Fig. 5. Investigation of anticancer mechanism for TBmA-Glu.

a Intracellular ROS generation in HepG2 cells PDT treatment groups, DCFH-DA (10 μM, 10 min) used as the indicator. DCF, λ_ex = 488 nm, λ_em = 500 ± 20 nm. Scale bar, 20 μm. b The Clearance rates of different ROS scavengers (Trolox: 50 μM (ROO· scavenger); d-mannitol: 50 mM (·OH scavenger); Tiron: 10 mM (·O₂^– scavenger); NaN₃: 5 mM (¹O₂ scavenger)) on the ROS induced by PDT of TBmA-Glu were evaluated. All assays (n = 3) were biologically independent samples, data expressed as average ± standard error. c Impact of TBmA-Glu (2 μM) on cellular GSSG/GSH ratios. All assays (n = 3) were biologically independent samples, data expressed as average ± standard error. Statistical significance: P values, ***P < 0.001, calculated with the one-sided Student’s t-test. d The expression levels of GGT and GPX4 in HepG2 cells of TBmA-Glu dark and PDT groups. Three independent experiments were performed. e The expression level of GGT1 in HepG2 cells in TBmA-Glu (2 μM) or 1% DMSO (Ctrl) for PDT groups. Three independent experiments were performed. Scale bar, 20 μm. f Transmission electron microscopy images revealed morphological changes in HepG2 cells treated with TBmA-Glu (2 μΜ, 24 h) without and under light irradiation conditions. Enlarged regions are indicated by red rectangles. Three independent experiments were performed. Scale bars represent lengths of 5  μm and 500 nm (for the enlarged images), respectively.

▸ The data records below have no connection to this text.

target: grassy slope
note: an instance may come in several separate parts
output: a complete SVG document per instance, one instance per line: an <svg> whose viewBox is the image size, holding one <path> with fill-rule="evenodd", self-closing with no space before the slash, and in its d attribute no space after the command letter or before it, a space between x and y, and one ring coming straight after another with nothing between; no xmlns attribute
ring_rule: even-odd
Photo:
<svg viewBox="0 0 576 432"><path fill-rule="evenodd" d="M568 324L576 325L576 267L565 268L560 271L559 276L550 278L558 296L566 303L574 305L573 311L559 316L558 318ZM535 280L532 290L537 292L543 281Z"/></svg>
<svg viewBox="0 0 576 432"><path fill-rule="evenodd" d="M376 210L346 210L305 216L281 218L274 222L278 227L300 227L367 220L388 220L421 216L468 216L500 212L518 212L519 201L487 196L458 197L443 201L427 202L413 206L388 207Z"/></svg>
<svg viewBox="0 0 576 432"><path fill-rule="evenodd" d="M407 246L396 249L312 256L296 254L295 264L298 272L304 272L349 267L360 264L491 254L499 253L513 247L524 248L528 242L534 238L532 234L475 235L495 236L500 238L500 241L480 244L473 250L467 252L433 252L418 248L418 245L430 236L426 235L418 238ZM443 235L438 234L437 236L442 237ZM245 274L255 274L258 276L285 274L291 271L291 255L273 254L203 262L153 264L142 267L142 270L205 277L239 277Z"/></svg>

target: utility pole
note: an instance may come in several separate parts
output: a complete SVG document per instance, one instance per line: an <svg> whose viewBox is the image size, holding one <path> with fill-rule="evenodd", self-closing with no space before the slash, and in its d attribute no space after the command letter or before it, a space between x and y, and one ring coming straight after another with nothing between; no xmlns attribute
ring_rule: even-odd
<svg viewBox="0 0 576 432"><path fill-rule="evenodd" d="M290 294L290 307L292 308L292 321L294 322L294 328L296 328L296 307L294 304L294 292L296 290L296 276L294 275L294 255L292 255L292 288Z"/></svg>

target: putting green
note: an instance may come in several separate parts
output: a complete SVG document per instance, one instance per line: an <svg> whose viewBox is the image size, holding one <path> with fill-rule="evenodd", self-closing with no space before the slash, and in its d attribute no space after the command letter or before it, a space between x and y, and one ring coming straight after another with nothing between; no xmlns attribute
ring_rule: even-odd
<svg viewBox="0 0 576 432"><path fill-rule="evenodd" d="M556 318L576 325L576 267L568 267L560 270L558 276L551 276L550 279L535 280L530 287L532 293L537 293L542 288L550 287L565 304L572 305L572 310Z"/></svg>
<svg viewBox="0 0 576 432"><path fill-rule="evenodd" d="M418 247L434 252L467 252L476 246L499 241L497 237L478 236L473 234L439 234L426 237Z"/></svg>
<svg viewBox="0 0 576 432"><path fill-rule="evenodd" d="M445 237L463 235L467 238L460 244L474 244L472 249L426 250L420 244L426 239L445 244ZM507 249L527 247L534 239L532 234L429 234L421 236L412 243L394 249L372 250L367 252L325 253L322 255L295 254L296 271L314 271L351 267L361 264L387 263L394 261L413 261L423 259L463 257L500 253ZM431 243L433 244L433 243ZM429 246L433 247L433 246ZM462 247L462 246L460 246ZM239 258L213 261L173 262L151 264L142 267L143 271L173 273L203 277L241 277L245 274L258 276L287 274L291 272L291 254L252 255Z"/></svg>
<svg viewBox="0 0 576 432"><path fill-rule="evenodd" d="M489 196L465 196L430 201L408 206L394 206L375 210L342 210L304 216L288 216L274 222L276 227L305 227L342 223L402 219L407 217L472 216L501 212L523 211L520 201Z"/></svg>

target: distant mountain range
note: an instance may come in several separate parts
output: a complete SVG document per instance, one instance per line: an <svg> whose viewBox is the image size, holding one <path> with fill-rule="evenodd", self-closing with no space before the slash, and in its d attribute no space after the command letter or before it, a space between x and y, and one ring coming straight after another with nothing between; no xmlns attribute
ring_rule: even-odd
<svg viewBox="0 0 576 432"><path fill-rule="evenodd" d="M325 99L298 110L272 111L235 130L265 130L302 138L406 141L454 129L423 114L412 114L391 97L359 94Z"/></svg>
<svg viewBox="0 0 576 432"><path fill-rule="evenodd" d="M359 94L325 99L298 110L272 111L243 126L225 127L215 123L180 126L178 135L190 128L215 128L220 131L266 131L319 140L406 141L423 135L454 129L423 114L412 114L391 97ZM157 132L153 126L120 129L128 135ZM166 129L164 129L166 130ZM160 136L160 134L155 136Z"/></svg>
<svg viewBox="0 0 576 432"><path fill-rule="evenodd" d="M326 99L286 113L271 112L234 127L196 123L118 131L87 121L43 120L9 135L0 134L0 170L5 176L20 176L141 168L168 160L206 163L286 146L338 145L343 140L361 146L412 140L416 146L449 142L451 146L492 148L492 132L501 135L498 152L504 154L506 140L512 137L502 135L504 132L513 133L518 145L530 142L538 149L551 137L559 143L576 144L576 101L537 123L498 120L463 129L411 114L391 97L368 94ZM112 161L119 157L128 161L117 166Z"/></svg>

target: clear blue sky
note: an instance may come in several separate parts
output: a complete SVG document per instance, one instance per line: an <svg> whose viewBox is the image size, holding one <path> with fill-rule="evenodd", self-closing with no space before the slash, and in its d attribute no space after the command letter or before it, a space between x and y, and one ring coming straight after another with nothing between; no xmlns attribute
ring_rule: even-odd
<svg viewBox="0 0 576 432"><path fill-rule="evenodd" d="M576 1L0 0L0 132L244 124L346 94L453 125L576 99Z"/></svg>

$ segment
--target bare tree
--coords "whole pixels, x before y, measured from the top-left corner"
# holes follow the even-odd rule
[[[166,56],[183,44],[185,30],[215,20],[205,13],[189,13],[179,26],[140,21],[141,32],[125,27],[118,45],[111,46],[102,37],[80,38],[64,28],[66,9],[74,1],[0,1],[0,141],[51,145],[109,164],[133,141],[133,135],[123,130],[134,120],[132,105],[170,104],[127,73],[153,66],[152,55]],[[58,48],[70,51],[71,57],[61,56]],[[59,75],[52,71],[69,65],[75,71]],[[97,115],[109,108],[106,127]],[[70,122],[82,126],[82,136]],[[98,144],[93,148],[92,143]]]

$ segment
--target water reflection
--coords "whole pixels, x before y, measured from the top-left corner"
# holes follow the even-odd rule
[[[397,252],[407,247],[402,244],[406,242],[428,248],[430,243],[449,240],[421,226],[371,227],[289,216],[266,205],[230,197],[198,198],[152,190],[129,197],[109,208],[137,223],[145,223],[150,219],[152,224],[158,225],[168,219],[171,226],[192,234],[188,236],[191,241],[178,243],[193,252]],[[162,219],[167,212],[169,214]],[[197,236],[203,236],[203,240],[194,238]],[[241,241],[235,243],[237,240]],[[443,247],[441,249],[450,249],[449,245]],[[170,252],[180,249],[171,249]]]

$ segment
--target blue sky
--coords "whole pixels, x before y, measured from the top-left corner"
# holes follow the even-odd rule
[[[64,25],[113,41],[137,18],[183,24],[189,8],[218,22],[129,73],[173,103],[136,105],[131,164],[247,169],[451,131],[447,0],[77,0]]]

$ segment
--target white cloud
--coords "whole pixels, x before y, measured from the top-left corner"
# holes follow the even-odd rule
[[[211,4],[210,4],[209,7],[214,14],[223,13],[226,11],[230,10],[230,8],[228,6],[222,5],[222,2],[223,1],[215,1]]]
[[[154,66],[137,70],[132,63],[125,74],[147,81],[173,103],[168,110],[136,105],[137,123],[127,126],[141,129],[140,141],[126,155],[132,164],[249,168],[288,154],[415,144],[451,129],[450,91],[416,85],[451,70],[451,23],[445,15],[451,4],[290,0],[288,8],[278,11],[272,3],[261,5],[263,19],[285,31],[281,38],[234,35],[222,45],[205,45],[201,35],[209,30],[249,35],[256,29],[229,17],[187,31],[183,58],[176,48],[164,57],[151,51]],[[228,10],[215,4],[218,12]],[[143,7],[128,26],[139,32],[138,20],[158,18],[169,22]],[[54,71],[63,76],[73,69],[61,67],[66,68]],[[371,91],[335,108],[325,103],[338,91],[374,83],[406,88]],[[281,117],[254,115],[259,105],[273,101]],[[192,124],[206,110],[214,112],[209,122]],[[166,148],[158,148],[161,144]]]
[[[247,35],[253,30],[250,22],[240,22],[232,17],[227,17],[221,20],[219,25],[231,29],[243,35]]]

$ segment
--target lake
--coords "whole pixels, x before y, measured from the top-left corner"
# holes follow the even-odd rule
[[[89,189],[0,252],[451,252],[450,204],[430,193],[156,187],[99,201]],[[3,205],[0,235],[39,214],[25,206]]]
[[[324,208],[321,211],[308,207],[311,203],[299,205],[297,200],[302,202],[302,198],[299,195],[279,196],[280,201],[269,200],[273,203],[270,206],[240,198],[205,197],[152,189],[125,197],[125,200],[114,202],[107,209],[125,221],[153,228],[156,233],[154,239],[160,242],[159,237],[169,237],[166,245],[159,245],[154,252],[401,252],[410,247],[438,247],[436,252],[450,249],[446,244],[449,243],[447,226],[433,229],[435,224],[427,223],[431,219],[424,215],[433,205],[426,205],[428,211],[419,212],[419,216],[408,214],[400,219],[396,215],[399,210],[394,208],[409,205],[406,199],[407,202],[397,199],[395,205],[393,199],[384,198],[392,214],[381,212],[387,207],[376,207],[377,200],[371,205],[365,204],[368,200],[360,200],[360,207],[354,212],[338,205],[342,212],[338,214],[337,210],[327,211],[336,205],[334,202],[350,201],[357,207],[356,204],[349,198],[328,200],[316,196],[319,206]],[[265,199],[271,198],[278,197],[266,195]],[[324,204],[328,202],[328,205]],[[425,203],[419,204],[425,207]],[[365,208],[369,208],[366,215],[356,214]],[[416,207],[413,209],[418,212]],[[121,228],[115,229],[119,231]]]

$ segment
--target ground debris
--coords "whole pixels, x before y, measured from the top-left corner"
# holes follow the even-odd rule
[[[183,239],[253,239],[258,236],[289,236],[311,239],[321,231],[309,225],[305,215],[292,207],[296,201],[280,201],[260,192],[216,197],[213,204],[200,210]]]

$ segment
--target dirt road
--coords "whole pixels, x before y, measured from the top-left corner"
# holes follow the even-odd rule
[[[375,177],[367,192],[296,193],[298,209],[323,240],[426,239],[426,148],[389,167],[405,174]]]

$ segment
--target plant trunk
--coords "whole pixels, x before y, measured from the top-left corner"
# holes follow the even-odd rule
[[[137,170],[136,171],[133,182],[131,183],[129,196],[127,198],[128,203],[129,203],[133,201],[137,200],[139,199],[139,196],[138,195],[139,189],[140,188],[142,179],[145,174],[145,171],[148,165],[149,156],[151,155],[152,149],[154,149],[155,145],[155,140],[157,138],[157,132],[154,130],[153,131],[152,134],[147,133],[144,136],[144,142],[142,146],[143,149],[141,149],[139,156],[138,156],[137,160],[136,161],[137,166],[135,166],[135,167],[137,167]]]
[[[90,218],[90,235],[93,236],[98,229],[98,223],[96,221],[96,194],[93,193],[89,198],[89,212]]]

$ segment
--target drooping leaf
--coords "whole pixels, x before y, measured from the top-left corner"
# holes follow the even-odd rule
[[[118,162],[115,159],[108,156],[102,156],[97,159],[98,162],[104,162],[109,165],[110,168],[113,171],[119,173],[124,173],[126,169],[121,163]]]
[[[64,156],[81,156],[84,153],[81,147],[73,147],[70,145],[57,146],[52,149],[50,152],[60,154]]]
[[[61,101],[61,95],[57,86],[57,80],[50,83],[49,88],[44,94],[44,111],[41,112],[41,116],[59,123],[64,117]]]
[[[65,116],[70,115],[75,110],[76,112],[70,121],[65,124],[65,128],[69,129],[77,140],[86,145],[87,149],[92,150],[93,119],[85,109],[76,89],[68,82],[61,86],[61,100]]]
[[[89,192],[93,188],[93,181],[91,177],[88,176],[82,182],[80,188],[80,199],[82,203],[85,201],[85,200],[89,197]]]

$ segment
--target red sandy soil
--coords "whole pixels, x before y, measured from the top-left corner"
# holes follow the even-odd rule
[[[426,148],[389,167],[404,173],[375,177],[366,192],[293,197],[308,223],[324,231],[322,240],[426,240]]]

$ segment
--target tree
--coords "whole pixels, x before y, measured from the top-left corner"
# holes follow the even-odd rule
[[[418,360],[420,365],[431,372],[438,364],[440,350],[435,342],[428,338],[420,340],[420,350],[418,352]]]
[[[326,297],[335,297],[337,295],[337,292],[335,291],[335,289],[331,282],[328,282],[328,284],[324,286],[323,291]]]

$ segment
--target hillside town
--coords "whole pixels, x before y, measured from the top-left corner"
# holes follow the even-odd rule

High-level GSH not only facilitates the elimination of ROS generated during cancer cell metabolism but also helps cancer cells overcome drug-induced ROS stress, conferring drug resistance^38,40. GSH levels are closely related to GGT function. Therefore, we checked the ratio change of oxidative glutathione (GSSH) to reductive glutathione (GSH) in TBmA-Glu (2 μM) treated HepG2 cells. A time-dependent increase in the ratio of GSSG/GSH was observed upon TBmA-Glu + light treatment (Fig. 5c), attributable to ROS and GGT damage induced by TBmA-Glu mediated PDT. Furthermore, we confirmed the detrimental effects of TBmA-Glu on GGT activity through western blotting and immunofluorescence analysis, which revealed a decreased level of GGT in HepG2 cells after PDT treatment (Fig. 5d, e and Supplementary Fig. 42). This implied that the GGT catalysis resulted in the accumulation of TBmA, which conversely caused damage to GGT by producing ROS. Additionally, prolonged incubation in dark conditions resulted in an increased GSSG/GSH ratio, attributed once again to GGT inhibition by aggregated TBmA (Fig. 5c). These findings indicated that TBmA-Glu can induce lipid peroxidation accumulation and depletion of GSH in HepG2 cells through photodynamic effect.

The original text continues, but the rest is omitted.